皇后杯でINAC神戸が示した「勝者のメンタリティ」

  • 早草紀子●取材・文 text by Hayakusa Noriko
  • photo by Hayakusa Noriko

2010年から3大会連続での全日本選手権優勝を決めたINAC神戸 日本女子サッカーのシーズンの最後を締めくくる大会、それが全日本女子サッカー選手権だ。昨年までこの大会の決勝は元日に行なわれる男子の天皇杯決勝の前に組まれていた。もちろん、女子サッカーの知名度を上げるための苦肉の策だった。しかし、近年のなでしこブームもあり、今年から皇后杯として新たな一歩を踏み出した。

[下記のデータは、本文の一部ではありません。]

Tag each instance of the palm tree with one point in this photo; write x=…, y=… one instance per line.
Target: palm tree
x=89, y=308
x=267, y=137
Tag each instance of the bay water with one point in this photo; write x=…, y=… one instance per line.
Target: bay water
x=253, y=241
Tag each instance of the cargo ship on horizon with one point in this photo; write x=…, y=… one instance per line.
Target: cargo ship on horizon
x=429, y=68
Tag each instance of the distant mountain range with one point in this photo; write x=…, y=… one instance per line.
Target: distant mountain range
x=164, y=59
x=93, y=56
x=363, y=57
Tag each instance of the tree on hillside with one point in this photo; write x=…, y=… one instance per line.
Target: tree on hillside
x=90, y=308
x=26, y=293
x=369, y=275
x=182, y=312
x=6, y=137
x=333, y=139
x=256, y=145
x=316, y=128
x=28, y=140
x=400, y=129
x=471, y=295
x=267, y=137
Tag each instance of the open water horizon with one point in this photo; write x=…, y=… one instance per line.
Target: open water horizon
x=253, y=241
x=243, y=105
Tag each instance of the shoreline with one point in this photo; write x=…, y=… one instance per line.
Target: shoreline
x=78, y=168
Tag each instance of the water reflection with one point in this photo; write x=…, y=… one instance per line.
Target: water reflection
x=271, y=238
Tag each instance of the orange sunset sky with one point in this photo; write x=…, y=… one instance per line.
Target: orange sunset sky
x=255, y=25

 クリスマス・イブのNACK5スタジアム(埼玉県大宮市)で行なわれた決勝は、3連覇を狙うリーグ覇者のINAC神戸レオネッサ対同6位のジェフユナイテッド千葉レディースというカードになった。過去の対戦成績からもINAC優勢かと思われたが、決勝のピッチは大激戦となった。

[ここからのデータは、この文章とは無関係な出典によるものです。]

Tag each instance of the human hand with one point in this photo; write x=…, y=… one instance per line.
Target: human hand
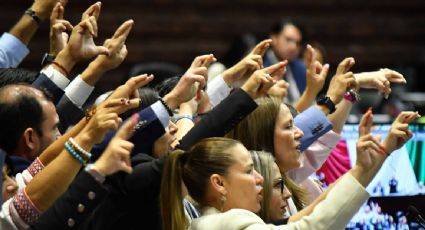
x=280, y=89
x=246, y=67
x=130, y=88
x=105, y=117
x=380, y=80
x=43, y=8
x=191, y=83
x=316, y=72
x=81, y=45
x=117, y=50
x=58, y=30
x=262, y=80
x=342, y=81
x=116, y=156
x=399, y=132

 このタイトルは絶対に獲りたい――。INACの面々は、いつにも増して気迫あふれるプレイで立ち上がりからジェフゴールを攻め立てた。圧倒的にボールを支配したのはINAC。だがジェフは、決勝という舞台で簡単にゴールを割る訳にはいかないと、最終ラインは文字通り身体を投げ出し、バイタルエリアでの相手のフィニッシュには全員で身体を寄せる。リーグ一の攻撃力を誇るINACを相手に、必然的に守備に追われるため、カウンター攻撃しかチャンスはなかったが、最後までINACを苦しめた。

 勝負を決する瞬間が訪れたのは後半、延長戦突入直前のアディショナルタイムのこと。INACが左CKを得る。中央の混戦から右サイドに流れたボールを澤穂希が中央へ送り、それを高瀬愛実がシュート、そのこぼれ球を田中明日菜が押し込んだ。

「絶対に決めたい!」という田中の、そして選手たちの気持ちをつないだ決勝ゴールだった。ピッチに歓喜の輪が広がる。こんなにも喜びの感情を爆発させるINACの選手たちを見るのはいつぶりだろうか。常勝軍団が見せるその表情に、この戦いの厳しさが現れていた。